Our goal is to do it by working with movement groups and parishes to build online and physical communities that help empower the members of each group. But we want to do far more than just provide a better and more vital online presence for individual existing groups. We’re out to work on that problem exemplified by the Google search illustrated above. So our real goal is connecting the dots between the groups who join the Witness Information Network as a way to build a broad community of people working for justice. Presenting or helping sponsor conferences, seminars and training sessions will also be part of our community-building activities.

Our first partner organization, Claiming the Blessing, the coalition of Integrity, Oasis groups and Beyond Inclusion, exemplify the approach we want to take. Those organizations decided their chances of getting rites for same-sex blessings approved for inclusion in the Book of Occasional Services at General Convention next summer were greater if they joined forces. We are also in talks with the Episcopal Peace Fellowship, Integrity and other groups, as well as some progressive parishes and groups within those parishes about joining our network.

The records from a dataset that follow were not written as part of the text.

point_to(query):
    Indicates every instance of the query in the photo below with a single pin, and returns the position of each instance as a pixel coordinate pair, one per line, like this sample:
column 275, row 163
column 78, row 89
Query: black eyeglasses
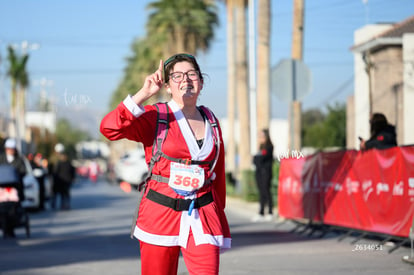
column 177, row 56
column 179, row 76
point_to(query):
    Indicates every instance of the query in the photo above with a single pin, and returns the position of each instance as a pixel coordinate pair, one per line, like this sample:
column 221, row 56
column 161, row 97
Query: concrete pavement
column 93, row 238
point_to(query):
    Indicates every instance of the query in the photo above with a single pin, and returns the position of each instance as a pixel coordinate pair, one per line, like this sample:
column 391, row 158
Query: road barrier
column 369, row 190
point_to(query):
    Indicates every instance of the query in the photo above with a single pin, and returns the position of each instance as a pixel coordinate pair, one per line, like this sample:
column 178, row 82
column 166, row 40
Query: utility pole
column 297, row 54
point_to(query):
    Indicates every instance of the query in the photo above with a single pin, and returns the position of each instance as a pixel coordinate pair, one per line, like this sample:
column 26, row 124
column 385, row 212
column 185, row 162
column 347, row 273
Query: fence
column 365, row 190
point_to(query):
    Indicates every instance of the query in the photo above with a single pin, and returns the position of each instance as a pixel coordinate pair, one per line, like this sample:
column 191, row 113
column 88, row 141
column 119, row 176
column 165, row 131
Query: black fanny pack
column 179, row 204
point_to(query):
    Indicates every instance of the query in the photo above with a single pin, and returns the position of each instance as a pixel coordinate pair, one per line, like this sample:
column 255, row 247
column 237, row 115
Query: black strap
column 179, row 204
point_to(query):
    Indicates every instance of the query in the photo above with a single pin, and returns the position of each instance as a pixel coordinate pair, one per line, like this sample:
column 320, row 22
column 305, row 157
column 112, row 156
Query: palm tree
column 182, row 25
column 173, row 26
column 263, row 65
column 19, row 82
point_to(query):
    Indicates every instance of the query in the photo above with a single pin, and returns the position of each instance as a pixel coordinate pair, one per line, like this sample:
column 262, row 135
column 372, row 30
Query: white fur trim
column 196, row 152
column 136, row 110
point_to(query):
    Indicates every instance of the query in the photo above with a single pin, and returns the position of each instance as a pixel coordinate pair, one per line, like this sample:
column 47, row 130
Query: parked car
column 131, row 167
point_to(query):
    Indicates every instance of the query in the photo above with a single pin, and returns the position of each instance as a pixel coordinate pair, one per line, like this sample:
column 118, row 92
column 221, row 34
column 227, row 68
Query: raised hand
column 152, row 85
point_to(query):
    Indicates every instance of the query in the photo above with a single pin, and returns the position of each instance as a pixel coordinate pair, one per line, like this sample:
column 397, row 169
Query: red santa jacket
column 158, row 224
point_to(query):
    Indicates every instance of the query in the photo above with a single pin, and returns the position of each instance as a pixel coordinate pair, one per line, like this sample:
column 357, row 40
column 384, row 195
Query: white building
column 384, row 80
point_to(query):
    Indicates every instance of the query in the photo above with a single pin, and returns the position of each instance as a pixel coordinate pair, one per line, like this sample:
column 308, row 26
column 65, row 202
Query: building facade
column 384, row 80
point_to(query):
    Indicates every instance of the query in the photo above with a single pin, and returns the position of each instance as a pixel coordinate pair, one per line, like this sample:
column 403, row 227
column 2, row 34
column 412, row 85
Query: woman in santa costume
column 182, row 208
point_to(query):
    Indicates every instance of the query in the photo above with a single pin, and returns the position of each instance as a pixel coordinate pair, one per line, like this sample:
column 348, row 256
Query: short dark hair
column 170, row 62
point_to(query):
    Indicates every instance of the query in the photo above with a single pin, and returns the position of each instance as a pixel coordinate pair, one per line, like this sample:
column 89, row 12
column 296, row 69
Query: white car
column 132, row 167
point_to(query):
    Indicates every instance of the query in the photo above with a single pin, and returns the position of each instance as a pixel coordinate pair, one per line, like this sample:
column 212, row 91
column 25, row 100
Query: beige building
column 384, row 80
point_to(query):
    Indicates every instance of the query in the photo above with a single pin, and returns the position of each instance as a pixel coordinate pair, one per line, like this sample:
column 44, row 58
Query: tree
column 19, row 82
column 173, row 26
column 183, row 25
column 321, row 131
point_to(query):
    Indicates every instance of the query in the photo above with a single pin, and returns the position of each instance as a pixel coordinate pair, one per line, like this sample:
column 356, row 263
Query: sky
column 80, row 49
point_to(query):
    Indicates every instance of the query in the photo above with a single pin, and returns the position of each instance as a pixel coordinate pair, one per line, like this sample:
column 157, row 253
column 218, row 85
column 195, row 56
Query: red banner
column 367, row 190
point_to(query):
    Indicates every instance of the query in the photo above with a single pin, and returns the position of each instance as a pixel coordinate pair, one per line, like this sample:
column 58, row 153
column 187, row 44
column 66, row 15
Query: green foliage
column 172, row 26
column 328, row 130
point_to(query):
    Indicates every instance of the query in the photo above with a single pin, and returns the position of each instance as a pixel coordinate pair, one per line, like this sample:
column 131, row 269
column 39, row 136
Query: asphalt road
column 93, row 238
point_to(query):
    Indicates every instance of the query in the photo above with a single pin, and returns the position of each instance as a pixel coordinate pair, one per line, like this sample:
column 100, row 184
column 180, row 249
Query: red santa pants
column 202, row 259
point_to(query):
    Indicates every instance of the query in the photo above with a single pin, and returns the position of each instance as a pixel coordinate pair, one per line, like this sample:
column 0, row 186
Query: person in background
column 63, row 174
column 93, row 170
column 182, row 209
column 263, row 161
column 383, row 134
column 12, row 157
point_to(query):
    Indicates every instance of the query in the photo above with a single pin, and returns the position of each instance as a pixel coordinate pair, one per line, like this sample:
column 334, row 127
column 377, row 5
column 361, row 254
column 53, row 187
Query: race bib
column 185, row 179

That’s our overall strategy; acting from the belief that all of us are more powerful than any one of us and that we need to learn to make common cause together, just like the conservatives already do. The Witness Information Network’s goal is to create the information infrastructure to help make that a reality. One thing we have discovered is that most of our potential partners know their issues inside and out, but the communication piece is often an afterthought, left to volunteers who have too much on their plate and too little time. That’s something we can help with. My wife, Rosa Lee Harden, vicar of Holy Innocents’ Episcopal Church in San Francisco, and I have decades of media experience, including building a business that successfully created a community that met virtually on the internet and physically at conferences. We consider this our shared ministry.

Tactics will include providing a movement calendar, where everyone on the justice side of the church can find out which group is doing what, when they are doing it and with whom. We are creating a network of linked websites for partner groups. We have hired Pulitzer prize-winning journalist turned Episcopal priest, Pat McCaughan, to edit an online newsletter that will cover the news about the justice activities of the various movements, groups and active parishes and help connect people in each of those island-like groups with each other. And Susan Russell, executive director of Claiming the Blessing, will be working with us as community manager. She will be connecting people and movements to each other, in kind of a cross-pollination role, helping to grow the entire field.

Our goal is to build a network, not an empire. This is not a top down, hierarchical effort; our goal is to help everybody do better what they are already doing, not to dictate to anyone what they should do. Because of that approach, much of what the Witness Information Network will become remains to be discovered; we will be actively listening and responding and refining our approach in dialogue with our partners and interested individuals as we go along. We are excited about our vision and our opportunity. We hope you will get involved and help us make it happen.